I've been banging my head up against the wall for the last day or so trying to figure out why my alerts aren't firing off any more. I'm on Splunk Version 7.1.2. All the alerts worked fine up until now. I haven't done any new configurations so it's odd that it stopped working. The environment maybe a tad bit overloaded so as troubleshooting steps i've scaled back just about everything yet it's still not working. There are only 2 servers within this setup (Search head and indexer) Neither can send email. These servers are Virtual and i notice the issue one day when I tried to perform a search and the indexer was froze up. I logged into vsphere and rebooted it and all was well...
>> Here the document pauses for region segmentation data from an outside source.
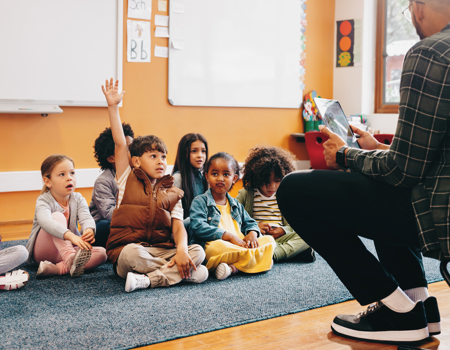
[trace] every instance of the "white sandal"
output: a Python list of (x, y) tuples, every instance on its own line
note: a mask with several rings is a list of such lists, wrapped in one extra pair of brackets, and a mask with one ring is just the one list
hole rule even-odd
[(4, 285), (3, 289), (5, 291), (20, 289), (28, 283), (29, 277), (23, 270), (7, 272), (4, 276), (0, 276), (0, 285)]

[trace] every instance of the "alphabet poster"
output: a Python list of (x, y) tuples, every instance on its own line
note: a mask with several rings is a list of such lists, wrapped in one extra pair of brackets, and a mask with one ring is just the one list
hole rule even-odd
[(355, 22), (353, 19), (338, 21), (336, 38), (336, 67), (353, 65), (353, 45), (355, 44)]
[(149, 62), (151, 38), (150, 22), (126, 20), (126, 60)]
[(128, 0), (126, 17), (142, 19), (152, 19), (152, 0)]

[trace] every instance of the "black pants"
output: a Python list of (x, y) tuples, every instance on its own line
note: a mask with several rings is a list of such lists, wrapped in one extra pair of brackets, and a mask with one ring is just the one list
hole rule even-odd
[[(296, 171), (277, 191), (283, 216), (361, 305), (427, 287), (411, 189), (358, 172)], [(379, 261), (358, 236), (373, 239)]]

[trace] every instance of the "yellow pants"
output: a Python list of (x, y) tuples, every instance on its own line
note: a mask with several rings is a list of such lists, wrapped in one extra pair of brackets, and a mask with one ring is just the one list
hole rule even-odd
[[(240, 238), (243, 238), (243, 235)], [(210, 271), (216, 269), (220, 263), (232, 264), (239, 271), (254, 274), (270, 269), (274, 249), (276, 247), (271, 236), (263, 236), (258, 238), (258, 248), (243, 248), (228, 241), (217, 239), (207, 242), (205, 252), (208, 263), (206, 267)]]

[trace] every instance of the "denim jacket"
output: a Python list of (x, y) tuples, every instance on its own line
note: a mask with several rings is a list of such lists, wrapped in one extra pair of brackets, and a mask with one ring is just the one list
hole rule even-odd
[[(239, 224), (241, 232), (244, 236), (251, 231), (255, 231), (260, 236), (258, 224), (244, 209), (242, 204), (228, 193), (226, 197), (231, 207), (231, 217)], [(220, 239), (225, 232), (218, 227), (220, 221), (220, 212), (212, 197), (211, 189), (194, 198), (191, 204), (189, 244), (199, 244), (205, 249), (205, 245), (210, 241)]]

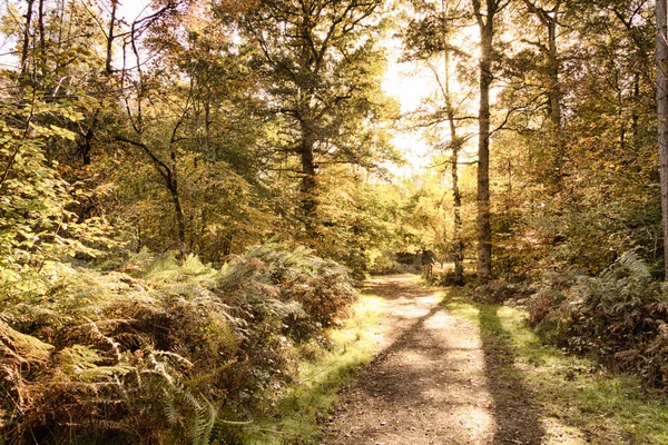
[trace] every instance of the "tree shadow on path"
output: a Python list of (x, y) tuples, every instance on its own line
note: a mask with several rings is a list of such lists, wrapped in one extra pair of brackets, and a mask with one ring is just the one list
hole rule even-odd
[(533, 402), (515, 365), (511, 336), (503, 328), (495, 306), (480, 306), (480, 335), (488, 376), (488, 389), (494, 399), (497, 422), (493, 444), (541, 444), (546, 434), (541, 408)]

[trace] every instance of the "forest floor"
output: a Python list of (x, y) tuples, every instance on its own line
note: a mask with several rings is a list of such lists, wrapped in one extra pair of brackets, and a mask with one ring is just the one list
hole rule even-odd
[(439, 289), (406, 276), (370, 286), (387, 301), (382, 353), (341, 393), (323, 444), (541, 443), (521, 379), (493, 377), (508, 350), (488, 350), (477, 326), (440, 305)]
[[(568, 369), (551, 358), (518, 359), (522, 348), (502, 329), (499, 307), (464, 304), (411, 276), (367, 287), (387, 305), (380, 354), (341, 389), (318, 444), (648, 443), (628, 433), (635, 421), (620, 428), (615, 414), (599, 411), (598, 403), (616, 409), (610, 400), (632, 400), (615, 385), (601, 389), (608, 384), (598, 372), (563, 357)], [(587, 405), (590, 393), (598, 402)]]

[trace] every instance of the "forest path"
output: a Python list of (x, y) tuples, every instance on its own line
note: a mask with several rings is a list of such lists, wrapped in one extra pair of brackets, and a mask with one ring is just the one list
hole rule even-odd
[(383, 297), (381, 353), (340, 395), (323, 445), (541, 444), (540, 411), (521, 378), (499, 372), (510, 348), (440, 305), (412, 276), (367, 281)]

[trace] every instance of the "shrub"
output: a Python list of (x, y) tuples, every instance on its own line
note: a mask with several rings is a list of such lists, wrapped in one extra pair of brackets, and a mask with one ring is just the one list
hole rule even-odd
[(0, 301), (9, 444), (207, 443), (281, 393), (291, 345), (355, 296), (341, 266), (265, 245), (222, 269), (144, 251), (126, 273), (48, 264)]
[[(572, 284), (571, 284), (572, 283)], [(622, 255), (597, 277), (578, 276), (553, 294), (539, 294), (531, 308), (551, 342), (593, 355), (617, 370), (668, 385), (667, 288), (651, 277), (636, 251)], [(546, 315), (544, 306), (550, 310)]]

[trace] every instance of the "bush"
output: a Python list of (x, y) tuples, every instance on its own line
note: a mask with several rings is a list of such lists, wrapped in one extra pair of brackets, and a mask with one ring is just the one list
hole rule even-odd
[(31, 286), (2, 288), (0, 436), (233, 436), (229, 421), (244, 421), (289, 380), (292, 345), (336, 323), (355, 295), (344, 268), (283, 245), (253, 248), (219, 270), (146, 251), (125, 273), (48, 264)]
[(571, 276), (537, 294), (531, 322), (544, 337), (616, 370), (668, 386), (668, 294), (629, 251), (597, 277)]

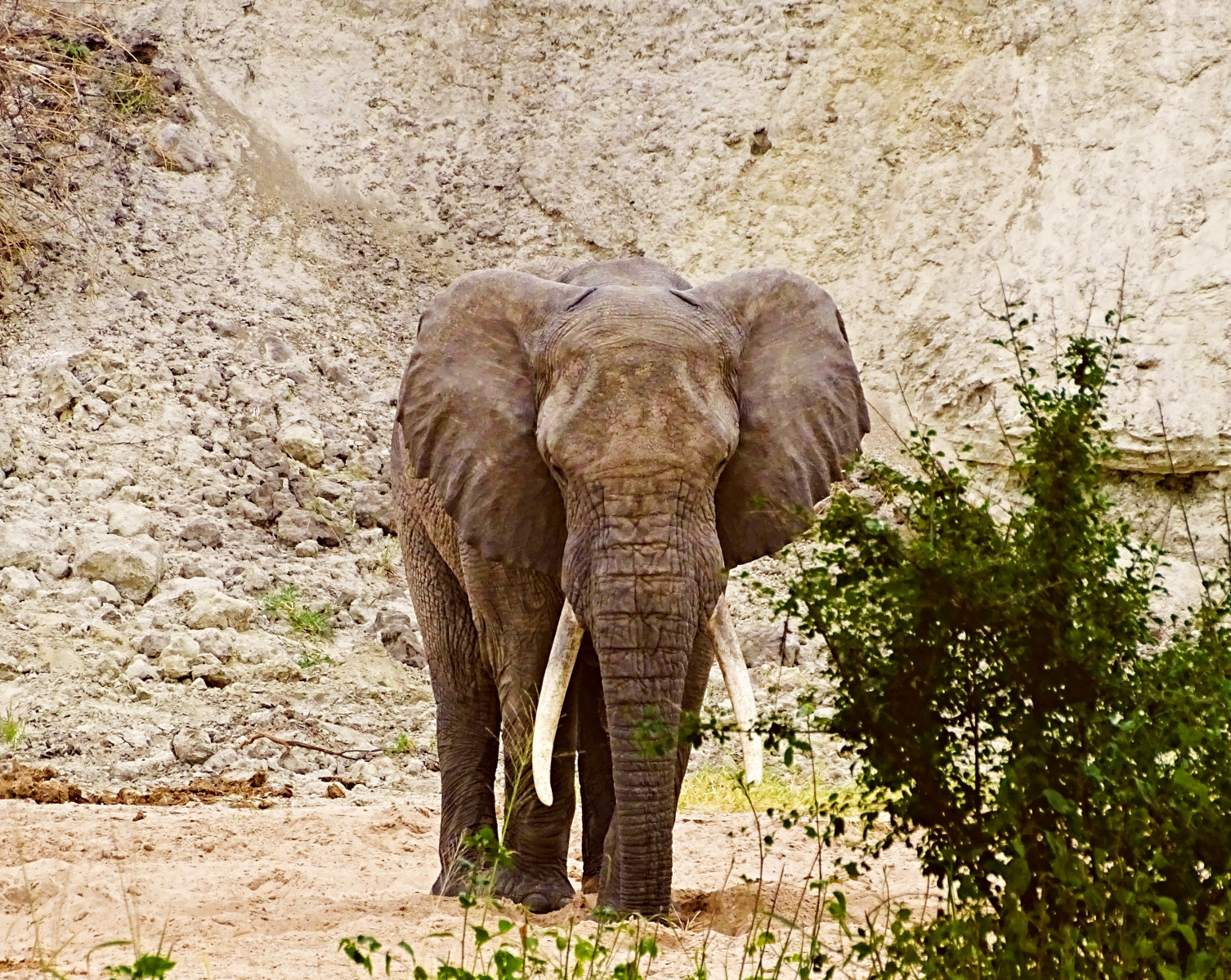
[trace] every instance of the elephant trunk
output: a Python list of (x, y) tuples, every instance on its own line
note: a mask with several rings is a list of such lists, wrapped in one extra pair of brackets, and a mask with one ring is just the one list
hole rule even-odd
[(599, 901), (662, 915), (671, 903), (676, 739), (697, 633), (696, 584), (598, 575), (588, 625), (602, 675), (616, 810)]

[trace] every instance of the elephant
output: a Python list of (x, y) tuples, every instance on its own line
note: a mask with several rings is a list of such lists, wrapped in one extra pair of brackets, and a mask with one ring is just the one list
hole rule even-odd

Before you go down the line of things to check here's what i've tried
I've disabled all alerts except 1 test alert, i've disabled / turned down anything else on that server that could be competing for resources, I've looked into the Monitoring Console, i've checked search activity, skip search ratio, looked into every link within the Monitoring console and all looks healthy.
To rule out this being an SMTP issue i tried testing and alert from the command line and THAT WORKS!
*| top 5 host | sendmail to="myemail.com"
^ The email comes through every time. However with my set alerts aren't working. For each alert i have it send email + Add to Triggered alerts
1) It's not sending the SMTP alert
2) It's stating "There are no fired events for this alert" however when you perform the search behind the alert you clearly see it should be working..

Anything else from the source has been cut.